Some interesting results
Let's consider what happens when the numbers on each position of the matrix is bounded. For that we will take a full (10 x 5 ) matrix and populate it with Random Integers.
In the extreme case where the integers are only zeros or ones, we may expect two things:
A very small result set
Fast execution, since there will be a lot of duplicate intermediate results
If we increase the Range of our Random Integers we may expect increasing result sets and execution times.
Experiment 1: 5x10 matrix populated with varying range random integers
It's clear enough that for a result set near the maximum result set size (5^10 ≅ 10^6 ) the Calculation time and the "Number of != results" have an asymptote. The fact that we see increasing functions just denote that we are still far from that point.
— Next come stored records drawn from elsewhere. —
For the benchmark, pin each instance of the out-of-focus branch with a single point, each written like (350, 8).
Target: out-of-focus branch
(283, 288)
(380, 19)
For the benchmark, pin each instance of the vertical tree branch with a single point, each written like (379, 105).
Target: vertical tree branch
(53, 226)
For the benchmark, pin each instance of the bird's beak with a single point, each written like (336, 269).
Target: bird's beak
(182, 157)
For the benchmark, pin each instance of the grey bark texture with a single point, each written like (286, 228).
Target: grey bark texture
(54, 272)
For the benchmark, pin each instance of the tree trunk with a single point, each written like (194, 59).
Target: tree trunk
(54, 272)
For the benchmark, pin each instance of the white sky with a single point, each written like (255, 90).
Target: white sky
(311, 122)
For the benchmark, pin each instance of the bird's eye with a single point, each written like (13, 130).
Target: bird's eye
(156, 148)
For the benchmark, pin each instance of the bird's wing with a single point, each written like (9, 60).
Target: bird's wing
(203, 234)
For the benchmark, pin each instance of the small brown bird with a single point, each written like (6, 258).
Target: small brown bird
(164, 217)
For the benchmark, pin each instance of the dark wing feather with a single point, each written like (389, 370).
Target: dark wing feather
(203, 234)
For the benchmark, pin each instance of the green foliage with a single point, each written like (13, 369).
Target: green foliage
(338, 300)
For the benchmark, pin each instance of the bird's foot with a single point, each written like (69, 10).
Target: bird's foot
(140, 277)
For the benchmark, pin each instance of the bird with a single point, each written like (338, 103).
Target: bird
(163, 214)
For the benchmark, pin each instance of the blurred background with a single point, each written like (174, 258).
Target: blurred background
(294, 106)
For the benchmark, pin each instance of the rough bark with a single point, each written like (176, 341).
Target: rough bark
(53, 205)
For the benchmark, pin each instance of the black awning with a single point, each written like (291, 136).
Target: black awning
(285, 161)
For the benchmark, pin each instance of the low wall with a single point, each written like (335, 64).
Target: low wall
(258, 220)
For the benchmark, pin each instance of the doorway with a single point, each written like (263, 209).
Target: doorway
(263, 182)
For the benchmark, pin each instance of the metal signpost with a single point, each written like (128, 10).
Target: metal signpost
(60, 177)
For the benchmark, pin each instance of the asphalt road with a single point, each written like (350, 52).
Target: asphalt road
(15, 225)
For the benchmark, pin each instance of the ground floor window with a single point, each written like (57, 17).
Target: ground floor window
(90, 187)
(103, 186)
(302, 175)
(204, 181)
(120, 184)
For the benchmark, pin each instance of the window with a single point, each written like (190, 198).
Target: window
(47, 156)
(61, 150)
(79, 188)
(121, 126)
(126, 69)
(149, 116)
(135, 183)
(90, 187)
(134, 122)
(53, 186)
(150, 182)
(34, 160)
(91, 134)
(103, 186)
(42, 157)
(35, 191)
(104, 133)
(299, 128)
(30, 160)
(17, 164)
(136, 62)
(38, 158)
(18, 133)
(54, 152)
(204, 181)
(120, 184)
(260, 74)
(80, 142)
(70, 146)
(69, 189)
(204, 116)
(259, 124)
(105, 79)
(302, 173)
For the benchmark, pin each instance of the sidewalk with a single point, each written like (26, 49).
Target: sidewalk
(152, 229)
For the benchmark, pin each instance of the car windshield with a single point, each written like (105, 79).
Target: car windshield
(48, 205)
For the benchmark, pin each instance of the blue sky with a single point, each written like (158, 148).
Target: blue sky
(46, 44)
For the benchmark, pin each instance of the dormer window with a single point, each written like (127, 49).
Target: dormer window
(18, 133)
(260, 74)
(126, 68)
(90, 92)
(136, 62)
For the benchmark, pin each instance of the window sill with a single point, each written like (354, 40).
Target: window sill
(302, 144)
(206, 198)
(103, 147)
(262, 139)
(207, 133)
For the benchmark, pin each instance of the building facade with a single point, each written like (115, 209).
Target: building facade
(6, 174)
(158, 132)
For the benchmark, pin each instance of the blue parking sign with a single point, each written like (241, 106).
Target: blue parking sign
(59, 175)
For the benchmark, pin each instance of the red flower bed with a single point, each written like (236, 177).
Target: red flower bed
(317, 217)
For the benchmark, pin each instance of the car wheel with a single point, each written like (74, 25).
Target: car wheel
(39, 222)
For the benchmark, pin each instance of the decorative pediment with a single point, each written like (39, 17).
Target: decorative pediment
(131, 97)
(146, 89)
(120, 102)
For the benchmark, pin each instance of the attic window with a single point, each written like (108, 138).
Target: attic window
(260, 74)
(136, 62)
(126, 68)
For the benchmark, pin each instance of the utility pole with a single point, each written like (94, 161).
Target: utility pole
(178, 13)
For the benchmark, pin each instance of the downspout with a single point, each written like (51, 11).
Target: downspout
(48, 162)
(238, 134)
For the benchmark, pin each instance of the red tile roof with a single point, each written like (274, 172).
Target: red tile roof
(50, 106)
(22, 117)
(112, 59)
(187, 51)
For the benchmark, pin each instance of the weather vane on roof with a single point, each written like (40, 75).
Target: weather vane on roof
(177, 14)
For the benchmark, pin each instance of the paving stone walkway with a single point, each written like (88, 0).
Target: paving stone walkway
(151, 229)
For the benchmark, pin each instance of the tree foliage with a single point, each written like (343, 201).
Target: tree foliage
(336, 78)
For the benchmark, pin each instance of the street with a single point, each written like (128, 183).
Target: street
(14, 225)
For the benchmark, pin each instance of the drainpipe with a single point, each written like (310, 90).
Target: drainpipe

Morale: The smaller your elements are, the better chances you have to get it fast. This is because you are likely to have a lot of repetitions!
Note that our MAX calculation time is near 20 secs for the worst case tested
Experiment 2: Optimizations that aren't
Having a lot of memory available, we can calculate by brute force, not removing the repeated results.
The result is interesting ... 10.6 secs! ... Wait! What happened ? Our little "remove repeated integers" trick is eating up a lot of time, and when there are not a lot of results to remove there is no gain, but looses in trying to get rid of the repetitions.
But we may get a lot of benefits from the optimization when the Max numbers in the matrix are well under 5 10^5. Remember that I'm doing these tests with the 5x10 matrix fully loaded.
The Morale of this experiment is: The repeated integer removal algorithm is critical.
HTH!
PS: I have a few more experiments to post, if I get the time to edit them.